I certainly hope it doesn’t (I have held on to a decent, if not life-changing, amount of stocks, so there is a little selfish worry in this paragraph), but I would be much more worried if I worked at, say, NVIDIA, since any changes in performance and efficiency are much more likely to come from software (model design, tailored solutions and integration improvements) than hardware at this point, no matter how much bling you add.
But I’m squarely in the corner of those who don’t expect AGI to emerge from current technology (as should be obvious to anyone who understands we’re still fundamentally using brute force compute), and having that realization alone become apparent to everyone might be enough to burst something.
Landscape
Like I wrote last year, geopolitical and economic concerns aren’t helping, and although I’m seeing a bit of backpedaling towards an AI-centric future, things like tariffs and continued uncertainty in economic conditions are driving companies to cost-cutting and layoffs.
It's hard to find a path forward
Given all I’ve gone through over the past few years, I do worry about my job irrespective of personal merit and impact–in fact, I think that is the key change I’ve felt over the past few years in the technology industry at large.
Many conventional companies have done big layoffs in IT (with or without shifts to outsourcing), and more focused engineering organizations have reduced hiring. And, again, I hear grumblings of increased ageism and ghosting as HR recruiting teams are themselves downsized.
It’s not just about AI–more pragmatically, it’s about reducing risk exposure to future staffing costs.
Personal Life
After a year of slow self-conditioning, fine-tuning some personal habits and a minor surgery, I have reached a sort of equilibrium where my immediate personal goals feel broadly settled and I prioritize health and wellbeing above work.
I haven’t stopped wanting to achieve more and doing more interesting and challenging things than what I have on my plate now, but those are things I don’t necessarily control and, ultimately, less important than keeping sharp and active on a daily basis.
As a result, my daily work breaks have mostly turned into exercise breaks of some sort, which has significantly improved my mood. Sadly that hasn’t really contributed to much of a face-to-face social life given that, again, working across EMEA has completely wrecked my lunch times and thus most social opportunities to meet with people in Lisbon.
That is probably the single most frustrating thing about my current role, since I don’t mind working (much) later than my CET-resident peers and yet am usually the odd one out schedule-wise when work meetings arise–so I end up conforming and skipping lunch to have meetings that could probably have been an email.

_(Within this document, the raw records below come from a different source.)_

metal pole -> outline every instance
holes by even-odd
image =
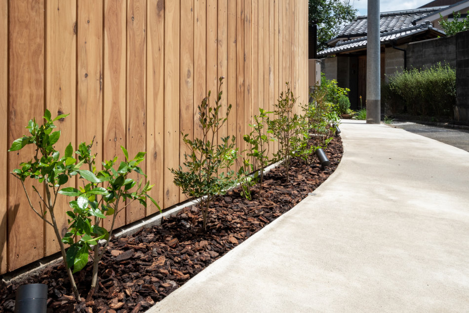
[[[368,0],[368,43],[366,47],[366,123],[380,124],[380,2]]]

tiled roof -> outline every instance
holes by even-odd
[[[426,15],[431,14],[443,7],[446,6],[383,12],[380,14],[380,31],[382,33],[387,33],[413,26],[413,21],[423,18]],[[356,20],[346,25],[336,38],[366,36],[367,27],[367,17],[359,16]]]
[[[435,31],[441,33],[442,36],[445,36],[444,32],[439,29],[433,28],[431,25],[419,25],[417,26],[412,26],[398,31],[388,32],[382,34],[380,36],[380,41],[382,44],[385,44],[398,39],[402,39],[411,35],[413,36],[417,34],[423,33],[429,29],[433,29]],[[339,43],[335,47],[331,47],[321,51],[317,53],[317,55],[318,57],[324,57],[338,52],[355,50],[361,47],[366,48],[366,44],[367,38],[366,37],[353,40],[342,42]]]

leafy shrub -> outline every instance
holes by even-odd
[[[456,103],[456,71],[438,63],[429,69],[412,69],[389,77],[382,89],[389,107],[414,115],[452,116]],[[399,100],[403,102],[397,108]]]
[[[174,182],[181,188],[183,193],[198,199],[202,211],[203,228],[207,230],[207,216],[208,208],[213,198],[234,186],[236,182],[234,171],[228,170],[234,162],[237,150],[234,148],[234,136],[222,137],[221,143],[217,144],[215,135],[218,130],[226,122],[232,105],[228,107],[226,116],[219,117],[222,107],[221,87],[224,77],[219,79],[218,92],[215,106],[210,106],[210,93],[204,98],[198,110],[198,121],[202,131],[202,138],[188,138],[189,134],[182,134],[183,140],[189,148],[189,153],[184,153],[185,168],[170,169],[174,176]],[[223,172],[226,169],[226,172]],[[219,174],[221,173],[221,174]]]
[[[112,167],[117,158],[105,161],[103,164],[105,169],[97,173],[94,166],[95,155],[91,154],[93,141],[89,145],[83,142],[79,144],[78,150],[75,152],[78,156],[78,163],[77,159],[73,157],[71,143],[67,146],[64,156],[61,157],[59,152],[54,147],[60,138],[60,132],[52,131],[56,128],[54,122],[68,115],[59,115],[52,119],[50,112],[46,110],[43,117],[44,124],[39,125],[35,119],[30,120],[26,128],[31,135],[24,135],[14,140],[8,151],[17,151],[28,144],[36,146],[36,152],[33,158],[20,163],[21,168],[13,170],[11,174],[21,181],[31,209],[44,223],[53,228],[74,294],[77,300],[80,301],[71,268],[73,268],[73,272],[81,269],[88,263],[88,251],[94,250],[91,285],[91,290],[94,291],[97,281],[99,260],[106,251],[109,238],[112,235],[116,216],[126,206],[120,208],[119,204],[127,199],[131,200],[129,203],[138,200],[146,206],[145,199],[148,197],[157,207],[159,207],[146,194],[152,187],[149,182],[142,187],[141,181],[137,182],[126,177],[132,171],[144,175],[137,165],[143,160],[144,152],[139,152],[130,162],[121,162],[117,171]],[[122,150],[128,161],[126,150],[123,147]],[[84,165],[88,166],[88,169],[81,169]],[[83,187],[80,187],[79,189],[73,187],[61,187],[76,175],[79,175],[80,178],[83,179]],[[34,179],[41,185],[40,187],[34,185],[32,186],[33,191],[41,200],[39,206],[31,202],[30,192],[25,185],[27,179]],[[89,182],[85,184],[85,181]],[[137,190],[131,191],[130,189],[136,185],[138,186]],[[55,204],[59,194],[78,197],[76,200],[70,202],[73,211],[67,212],[71,219],[69,220],[69,231],[63,238],[55,219]],[[47,218],[48,212],[50,220]],[[109,230],[100,226],[101,219],[106,218],[107,216],[113,217],[112,225]],[[101,249],[99,242],[100,239],[106,240],[104,246]],[[66,251],[64,243],[71,245]]]
[[[295,150],[300,145],[301,129],[300,127],[301,117],[293,113],[293,108],[296,98],[293,96],[286,84],[287,90],[282,91],[276,103],[274,103],[274,119],[269,119],[267,124],[269,129],[274,136],[278,140],[278,151],[274,154],[275,160],[283,160],[285,167],[285,178],[289,181],[290,162],[295,156]]]
[[[349,100],[349,97],[343,94],[339,98],[339,114],[348,114],[350,109],[350,100]]]

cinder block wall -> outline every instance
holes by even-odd
[[[454,36],[409,44],[407,68],[430,67],[438,62],[456,67],[456,41]]]
[[[469,31],[455,36],[456,42],[456,104],[454,119],[469,123]]]

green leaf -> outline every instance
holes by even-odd
[[[79,171],[77,171],[80,175],[81,175],[81,177],[86,179],[89,181],[91,182],[101,182],[101,181],[98,179],[96,176],[93,174],[92,172],[86,170],[80,170]]]
[[[15,151],[22,149],[25,145],[30,143],[29,139],[32,137],[27,137],[23,136],[21,138],[18,138],[11,144],[11,146],[8,149],[9,151]]]
[[[91,194],[108,194],[108,190],[105,188],[97,187],[88,191],[87,193],[90,193]]]
[[[120,148],[122,149],[122,151],[124,153],[124,155],[125,156],[125,160],[128,161],[129,153],[127,152],[127,150],[125,148],[124,148],[122,146],[120,146]]]
[[[58,191],[60,194],[64,196],[69,196],[69,197],[77,197],[81,194],[81,193],[78,189],[75,189],[73,187],[67,187],[63,188]]]
[[[72,146],[72,142],[69,143],[69,145],[65,148],[65,157],[71,158],[73,155],[73,147]]]
[[[49,144],[52,145],[57,142],[60,137],[60,131],[54,132],[49,136]]]
[[[88,263],[88,247],[86,245],[81,246],[77,252],[73,262],[74,273],[81,270]]]

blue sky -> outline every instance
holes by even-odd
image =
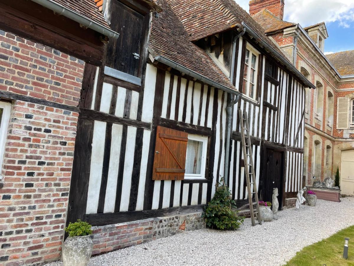
[[[247,12],[249,0],[235,0]],[[279,0],[280,1],[280,0]],[[303,27],[324,21],[325,51],[354,50],[354,0],[285,0],[284,20]]]

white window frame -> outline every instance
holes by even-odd
[[[206,165],[206,150],[208,143],[208,137],[199,135],[188,134],[188,139],[191,140],[196,140],[202,143],[201,158],[200,160],[200,173],[184,174],[184,179],[205,179],[205,167]],[[185,157],[187,157],[187,152]]]
[[[354,127],[354,116],[353,116],[353,112],[354,112],[354,98],[350,99],[350,112],[349,114],[349,127],[351,128]]]
[[[5,144],[7,136],[8,123],[10,120],[10,113],[11,112],[11,104],[6,102],[0,101],[0,108],[3,109],[2,116],[0,124],[0,165],[2,168],[4,155],[5,151]],[[2,177],[0,176],[0,180]]]
[[[244,80],[246,80],[247,82],[246,84],[246,92],[245,94],[244,94],[244,95],[247,97],[249,99],[251,99],[253,101],[255,101],[257,102],[257,99],[256,98],[256,96],[257,94],[257,92],[258,90],[258,86],[257,84],[257,80],[258,79],[258,64],[259,63],[259,55],[261,55],[261,53],[258,52],[257,50],[256,50],[253,46],[252,46],[251,44],[250,44],[248,43],[247,43],[246,46],[246,50],[248,50],[250,51],[250,56],[249,60],[249,64],[247,65],[246,63],[246,60],[245,60],[245,64],[247,65],[248,66],[248,68],[247,71],[247,75],[246,76],[246,78],[245,79],[243,77],[241,77]],[[245,51],[245,52],[246,53],[246,51]],[[256,63],[255,66],[256,68],[255,70],[256,71],[255,72],[255,89],[254,89],[254,96],[253,98],[250,97],[249,96],[249,94],[250,93],[250,83],[251,83],[250,81],[250,77],[251,76],[251,62],[252,61],[252,55],[254,55],[256,56]],[[246,57],[246,54],[245,54],[245,58]],[[244,66],[244,71],[245,70],[245,66]],[[242,82],[242,84],[243,83]],[[242,90],[243,90],[243,88],[242,88]]]

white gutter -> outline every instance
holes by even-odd
[[[196,79],[206,83],[212,87],[216,88],[217,89],[219,89],[222,90],[223,90],[224,92],[226,92],[234,95],[239,95],[242,94],[239,92],[238,92],[235,90],[232,89],[228,87],[227,87],[226,86],[221,84],[218,82],[215,82],[209,78],[207,78],[205,76],[198,74],[196,72],[187,68],[185,67],[184,67],[182,65],[178,63],[176,63],[174,61],[173,61],[171,59],[169,59],[168,58],[162,55],[158,55],[155,56],[154,58],[154,59],[156,61],[162,63],[163,64],[168,66],[176,70],[181,71],[182,73],[184,73],[186,75],[188,75]]]
[[[302,82],[308,88],[315,89],[316,86],[313,84],[309,81],[307,79],[305,78],[303,75],[301,74],[296,68],[292,64],[286,59],[281,55],[275,50],[274,48],[270,46],[267,43],[263,40],[258,35],[257,33],[253,31],[252,29],[249,27],[245,22],[242,22],[242,26],[246,29],[247,32],[254,38],[258,41],[259,43],[264,46],[266,49],[269,51],[269,52],[274,57],[276,58],[285,66],[293,73],[296,75]]]
[[[110,38],[118,39],[119,34],[107,27],[103,26],[92,20],[69,9],[53,0],[32,0],[42,6],[53,10],[59,15],[62,15],[79,23],[86,28],[108,37]]]

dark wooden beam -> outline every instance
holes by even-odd
[[[210,128],[162,117],[159,125],[191,134],[201,135],[206,137],[210,137],[212,135],[211,129]]]
[[[81,108],[80,110],[81,113],[80,117],[84,119],[110,122],[114,124],[119,124],[124,126],[131,126],[149,130],[151,129],[151,123],[147,122],[143,122],[129,118],[118,117],[113,115],[85,108]]]
[[[259,146],[261,144],[261,139],[257,137],[250,136],[251,138],[251,143],[253,145]],[[232,135],[231,137],[234,140],[236,141],[241,142],[241,133],[240,132],[237,131],[233,131],[232,132]]]
[[[263,101],[263,105],[275,111],[277,111],[278,110],[278,107],[272,104],[270,102],[268,102],[267,101],[264,100]]]
[[[99,65],[101,35],[32,1],[0,0],[1,29]]]
[[[118,86],[118,87],[122,87],[131,90],[134,90],[138,92],[139,92],[141,90],[141,86],[133,84],[127,81],[122,81],[110,76],[105,75],[103,82],[112,84],[115,86]]]
[[[84,220],[93,226],[99,226],[156,217],[202,211],[205,206],[204,204],[200,204],[172,207],[158,210],[87,214],[84,216]]]
[[[75,106],[67,105],[66,104],[58,104],[57,102],[50,101],[46,100],[34,98],[30,96],[26,96],[24,95],[16,94],[8,92],[0,91],[0,98],[7,100],[10,99],[22,101],[23,101],[27,102],[31,102],[32,104],[36,104],[50,107],[54,107],[56,108],[62,109],[64,110],[68,110],[72,112],[76,112],[78,113],[80,112],[80,110],[78,107]]]

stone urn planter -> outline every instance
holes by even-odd
[[[93,247],[90,235],[91,226],[80,220],[65,228],[69,237],[63,244],[62,259],[64,266],[87,266]]]
[[[64,266],[86,266],[93,247],[90,235],[68,237],[63,245]]]
[[[316,205],[316,202],[317,201],[317,196],[316,194],[307,194],[306,196],[306,201],[309,206],[314,206]]]
[[[262,221],[264,221],[264,222],[271,222],[274,217],[273,212],[270,209],[272,204],[270,204],[270,203],[259,201],[259,214],[261,215],[261,218]],[[263,204],[267,205],[267,206],[264,206]]]

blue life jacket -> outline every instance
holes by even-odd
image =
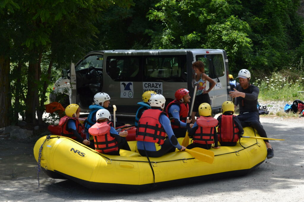
[[[96,123],[96,112],[101,109],[104,109],[104,108],[98,104],[93,104],[89,106],[89,108],[91,110],[88,118],[85,122],[85,129],[87,132],[88,132],[89,128],[91,126]]]
[[[138,121],[139,121],[139,119],[140,118],[140,117],[141,116],[141,115],[142,114],[139,114],[139,112],[142,111],[143,110],[145,110],[146,109],[149,109],[151,108],[151,107],[150,106],[150,105],[147,102],[138,102],[137,104],[140,105],[141,107],[140,107],[138,108],[138,109],[137,110],[137,111],[136,112],[136,115],[135,117],[135,126],[136,127],[138,125]],[[146,109],[143,109],[143,108],[146,108]],[[139,116],[140,116],[139,117]]]
[[[236,87],[238,83],[237,83],[237,81],[235,80],[230,81],[229,82],[230,83],[230,88],[232,90]]]

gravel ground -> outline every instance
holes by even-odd
[[[35,143],[1,141],[0,201],[304,201],[304,118],[260,120],[268,137],[286,141],[271,141],[275,157],[249,174],[136,194],[92,190],[43,173],[38,187]]]
[[[287,101],[259,101],[260,105],[264,106],[266,105],[269,113],[272,112],[274,114],[278,111],[284,112],[284,107],[286,104],[292,104],[292,102]]]

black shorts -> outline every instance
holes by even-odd
[[[194,103],[193,104],[193,111],[197,112],[199,111],[199,107],[202,103],[206,102],[210,104],[210,98],[208,93],[201,94],[196,96],[194,99]]]

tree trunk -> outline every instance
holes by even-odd
[[[38,117],[38,122],[39,123],[39,125],[40,125],[40,123],[42,124],[43,122],[43,121],[42,120],[42,115],[44,111],[44,102],[45,102],[46,98],[47,99],[47,98],[46,98],[44,95],[47,92],[47,89],[49,83],[48,81],[49,81],[51,78],[51,72],[53,65],[53,60],[51,59],[50,62],[50,64],[49,64],[49,67],[47,69],[47,78],[46,80],[44,81],[43,84],[43,87],[42,90],[42,92],[41,94],[42,95],[41,98],[41,100],[40,101],[40,107],[39,108],[39,109],[37,109],[37,116]],[[38,113],[38,111],[40,111],[40,112]],[[40,116],[38,115],[39,114],[41,115]]]
[[[37,62],[30,61],[27,72],[27,93],[25,101],[25,121],[35,124],[36,120],[35,91],[37,88],[35,80]]]
[[[10,92],[9,57],[0,55],[0,128],[10,124],[9,111],[12,103]]]
[[[17,66],[16,71],[17,72],[21,72],[21,68],[22,66],[22,63],[21,61],[18,62],[18,65]],[[15,92],[15,104],[14,109],[14,120],[13,121],[18,121],[19,119],[19,110],[21,108],[21,105],[20,104],[20,94],[23,93],[21,90],[21,76],[19,77],[17,79],[16,82],[16,92]]]

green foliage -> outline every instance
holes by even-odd
[[[255,78],[252,84],[260,88],[259,98],[263,100],[292,101],[304,100],[304,71],[290,68],[275,72],[269,76]]]
[[[224,49],[232,73],[269,73],[304,52],[299,5],[298,0],[161,0],[147,15],[157,24],[146,33],[152,48]]]

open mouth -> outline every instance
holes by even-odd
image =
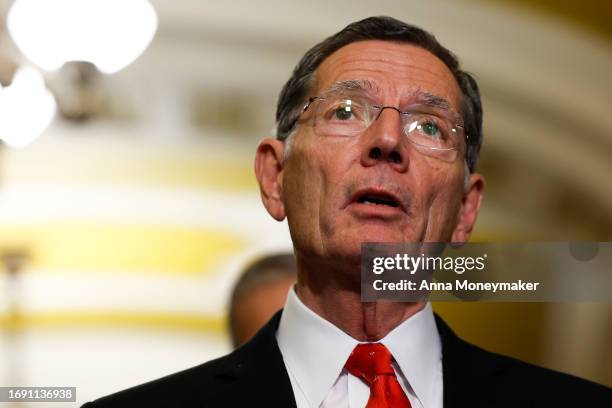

But I’ve still managed to consistently set aside time for my own projects and hobbies, and the past few years of tinkering with industrial hardware and electronics has been fun, even if a chunk of it has been about shoving machine learning into ever more powerful SBCs.
Designing things in CAD or building stuff with my own hands are now the things I find most rewarding, and I still get to do some low-level coding now and then.
Hardware is still much more fun than software for me
Who knows, maybe I’ll find a way to get back into building products, given time.